How Google might fight Web Spam in Social Networks

For as long as SEOs have known, Google has had one person in charge of leading their fight against Webspam. His name was Matt Cutts, and his position had evolved over the years into that of being a mouthpiece for Google, speaking on actions that Google might take to fight web spam, and low quality content. Matt Cutts is presently on an extended leave of absence from Google.

my fingerprint (index, left hand), Stefano Mortellaro, Some Rights Reserved

News came out a few days ago, that Google would be replacing Matt Cutts as Google’s Head of Spam, but that news tells us that the new person in charge of WebSpam at Google wouldn’t be as vocal as Matt Cutts had been, nor reveal his or her identity.

So, how will Google move forward?

A patent granted today to Google targets detecting spam across a social network. It starts early on with a definition of spam that informs the solution it presents:

Spam is a rampant problem across the Internet. Spam (e.g., junk or unsolicited bulk messages) is generally identical messages sent to numerous recipients who did not request it. While spam is typically thought of in the e-mail context, it is also becoming widespread on social networks. A spammer can attempt to elicit random users to help monetize. The spammer makes a large number of identical or nearly identical posts. This can be done by email, online service pages, or comments on a blog or a social network. A relevant aspect to a spammer is coverage. The greater the number of unique users that view a spam post, the greater the number of possible monetize-able events that may occur. That is, random users responding to or otherwise following the instructions in a spam post result in the spammer accruing money.

Some social networks allow public posting. A user can comment on a public post. Spammers can also comment on a post.

This patent specifically targets spam in social networks, and the unique features of those. It tells us that one feature of a social network is their approach towards finding and identifying popular content that is shared within a social network. That allows popular posts to be surfaced to other members of the social network, and enables them to view these trending posts. Spammers supposedly have been taking advantage of the “high number of views the comments of such posts will receive.”

Fingerprint Detection

The patent proposes an approach to detecting spam across a social network. It does this by including a spam detector that includes modules such as a fingerprint generator, a comparison module, and a response module, so that once spam is found and identified, it can be responded to. The fingerprint module captures the characteristics of spam seen elsewhere. The comparison module can be used to identify that fingerprint in comments left in a social network. It then tells us:

The fingerprint is compared to other fingerprints previously generated and stored. If the fingerprint matches any previously stored fingerprints, it is considered to be spam and processed accordingly. If the fingerprint does not match any previously stored fingerprints, it is posted in the social network.

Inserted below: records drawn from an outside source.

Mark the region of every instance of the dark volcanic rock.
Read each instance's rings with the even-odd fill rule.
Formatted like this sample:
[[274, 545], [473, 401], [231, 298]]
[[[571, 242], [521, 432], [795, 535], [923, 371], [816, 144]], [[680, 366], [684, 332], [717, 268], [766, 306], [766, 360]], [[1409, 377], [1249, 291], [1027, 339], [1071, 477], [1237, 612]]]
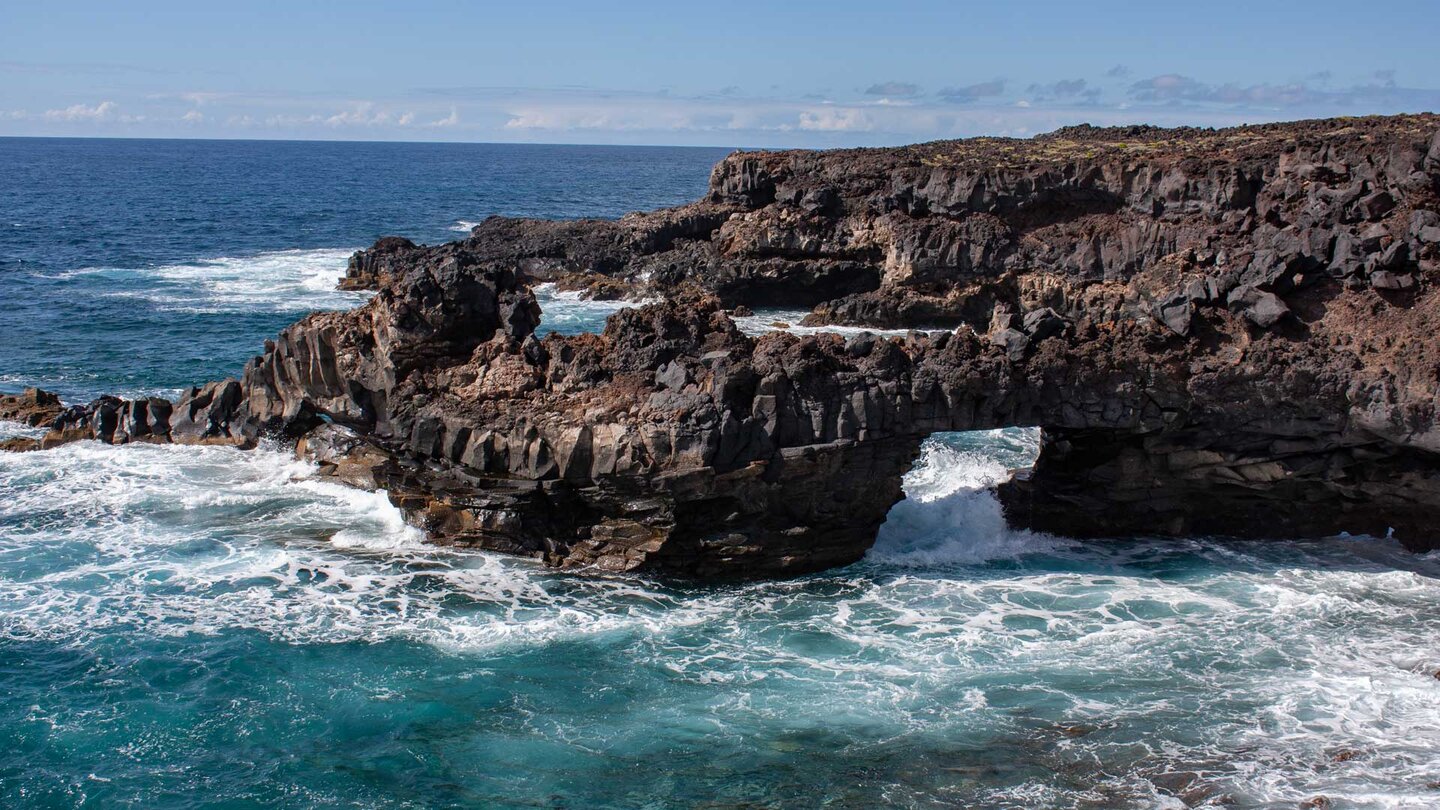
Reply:
[[[920, 441], [1038, 425], [1012, 522], [1070, 535], [1440, 533], [1440, 118], [743, 153], [706, 200], [384, 239], [377, 290], [173, 409], [55, 441], [300, 440], [438, 542], [559, 566], [858, 559]], [[539, 337], [527, 288], [658, 295]], [[755, 339], [726, 307], [943, 326]], [[65, 432], [71, 431], [71, 432]]]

The patent tells us what the advantages it brings with it:

First, the spam detector prevents comments that are spam from being posted in a social network
Second, the spam detector can be used with other signals to improve the accuracy of identifying spam
Third, the spam detector can be used for any user generated content to reduce or eliminate spam

The patent is:

Detecting spam across a social network Inventors:Christopher Jones and Stephen Kirkham Assigned to Google US Patent 9,043,417 Granted May 26, 2015 Filed: July 10, 2012

Abstract

A system and method for detecting spam across a social network using a spam detector is disclosed. The system comprises a post receiving module, a fingerprint generator, a fingerprint comparison module, fingerprint storage and a spam response module. A comment is received by the post receiving module and a fingerprint is generated by the fingerprint generator using the comments.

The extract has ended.